Sierra Wireless (SWIR) has been in a steep decline for a long time now. The stock has been unable to sustain rallies for very long ever since it peaked at around $80 back in 2000, and it's trading at around $13 a share these days.
This monthly bar chart illustrates Sierra's trend pretty well:
The market seemed certain that the stock's dog days were behind it when SWIR hit its most significant recent high of $50 a share in late 2014, but investors were disappointed when the shares reversed yet again.
Sierra ultimately hit what looks like a near-term bottom of around $10 last month, which begs the question: "Has the stock put a final low in place?"
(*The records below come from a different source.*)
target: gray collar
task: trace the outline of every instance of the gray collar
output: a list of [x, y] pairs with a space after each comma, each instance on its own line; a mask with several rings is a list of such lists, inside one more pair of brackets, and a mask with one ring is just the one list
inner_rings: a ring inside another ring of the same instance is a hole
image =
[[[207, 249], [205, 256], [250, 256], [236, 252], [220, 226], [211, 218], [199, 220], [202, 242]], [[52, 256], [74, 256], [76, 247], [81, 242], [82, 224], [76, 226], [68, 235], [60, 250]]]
To answer that, let's look at SWIR's daily bar chart, which shows a usable degree of trend for most investors:
What we see in this chart is that SWIR's recent rise is showing "impulsive" characteristics that should be perfected once the price bars finish dipping into the green box above at around $12.25 a share (plus or minus 75 cents).
That should be followed by a rise along the blue arrow in the center of the chart. Assuming that happens, a buying opportunity should arrive once Sierra makes a corrective decline back down to the right side of the green box above.
From that zone of about $11.50 to $13 a share, I foresee SWIR roughly doubling its price along the blue arrow to better than $24 a share. But for safety's sake, I'd suggest that those who buy the stock when it enters the green box should also use a $10.25 protective sell-stop.
The Bottom Line
Sierra shares are setting up what looks like their best buying opportunity since at least the stock's late-2011 low (if not its 2009 bottom).
Taking a long position and using a sell-stop for protection should offer a low-risk/high-reward play of about $2.50 a share in risk for $12.50 a share in potential reward. That's a 6-to-1 ratio in favor of buyers -- an asymmetrical skewing of risk vs. reward that's pretty hard to come by.